His career then flourished in London where Medalla co-founded Signals Gallery along with artists Gustav Metzger and Marcello Salvadori. The gallery, which presented international kinetic art, had a huge impact on the city’s avant-garde art scene. In 2018, Thomas Dane Gallery in London and Kurimanzutto gallery in New Mexico co-organised Signals: If You Like I Shall Grow which brought together the works of Medalla, Metzger and Salvadori.
Kurimanzutto wrote at the time: “Celebrated internationally for its ground-breaking series of solo exhibitions, by artists including Lygia Clark, Jesus Rafael Soto, and Mira Schendel, Signals London also used group exhibitions as a device for creating aesthetic relationships between the diverse national and international avant-garde networks orbiting its founders.”
Crucially, Medalla’s work was included in curator Harald Szeemann's exhibition 'Weiss auf Weiss' (1966) and 'Live in Your Head: When Attitudes Become Form' at the Kunsthalle Bern (1969), and also in the Documenta 5 exhibition in 1972 in Kassel.

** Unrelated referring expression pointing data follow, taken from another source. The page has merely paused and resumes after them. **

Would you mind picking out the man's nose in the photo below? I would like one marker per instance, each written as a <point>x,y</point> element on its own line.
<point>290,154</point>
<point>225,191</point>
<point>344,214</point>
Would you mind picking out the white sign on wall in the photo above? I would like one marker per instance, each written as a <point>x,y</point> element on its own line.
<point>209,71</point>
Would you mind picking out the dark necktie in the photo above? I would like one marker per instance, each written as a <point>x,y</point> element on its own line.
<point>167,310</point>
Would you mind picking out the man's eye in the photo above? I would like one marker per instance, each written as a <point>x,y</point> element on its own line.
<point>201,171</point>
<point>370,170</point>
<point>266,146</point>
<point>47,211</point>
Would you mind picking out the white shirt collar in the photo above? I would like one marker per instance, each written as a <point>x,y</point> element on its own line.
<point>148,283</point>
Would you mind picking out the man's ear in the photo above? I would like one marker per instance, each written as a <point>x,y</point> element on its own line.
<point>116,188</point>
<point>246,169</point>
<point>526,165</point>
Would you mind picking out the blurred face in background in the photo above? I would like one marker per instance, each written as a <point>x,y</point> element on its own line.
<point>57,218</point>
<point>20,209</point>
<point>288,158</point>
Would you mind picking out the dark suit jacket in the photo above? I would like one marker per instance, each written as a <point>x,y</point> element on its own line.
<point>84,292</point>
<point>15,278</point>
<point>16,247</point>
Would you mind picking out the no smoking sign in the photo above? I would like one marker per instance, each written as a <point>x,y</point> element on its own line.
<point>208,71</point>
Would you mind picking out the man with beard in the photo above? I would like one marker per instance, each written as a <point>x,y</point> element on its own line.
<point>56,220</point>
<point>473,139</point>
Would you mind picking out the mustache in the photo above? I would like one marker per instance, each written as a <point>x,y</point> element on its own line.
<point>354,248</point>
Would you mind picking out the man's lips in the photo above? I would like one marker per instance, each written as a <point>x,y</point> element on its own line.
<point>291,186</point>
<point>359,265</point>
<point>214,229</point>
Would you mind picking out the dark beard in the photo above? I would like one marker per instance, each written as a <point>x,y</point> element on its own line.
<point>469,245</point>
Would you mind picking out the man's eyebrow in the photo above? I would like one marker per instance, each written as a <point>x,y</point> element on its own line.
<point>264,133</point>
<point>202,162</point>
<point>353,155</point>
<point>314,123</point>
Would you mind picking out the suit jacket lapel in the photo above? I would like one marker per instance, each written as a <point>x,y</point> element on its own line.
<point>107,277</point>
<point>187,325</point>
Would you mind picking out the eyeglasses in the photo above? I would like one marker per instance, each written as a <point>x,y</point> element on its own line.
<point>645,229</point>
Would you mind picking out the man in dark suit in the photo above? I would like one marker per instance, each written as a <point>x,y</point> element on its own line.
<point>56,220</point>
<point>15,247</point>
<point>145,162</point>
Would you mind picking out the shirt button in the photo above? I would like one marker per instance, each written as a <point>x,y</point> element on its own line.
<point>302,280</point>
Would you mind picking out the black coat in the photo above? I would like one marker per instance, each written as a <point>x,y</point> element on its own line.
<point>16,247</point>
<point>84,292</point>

Biennial curators today have also reassessed his canon. Medalla’s work was included in the 2017 Venice Biennale curated by Christine Macel of the Centre Pompidou. “[She] did a really good job in challenging some of the gender stereotypes around textiles, and in this context I loved David Medalla’s piece in the Arsenale [A Stitch in Time, 1968-2017]—in the melee of Venice it was lovely to have something that rooted you to a moment of reflection,” Maria Balshaw, Tate director, said.
UPDATE: This article was amended to include Medalla's correct age on his death (82).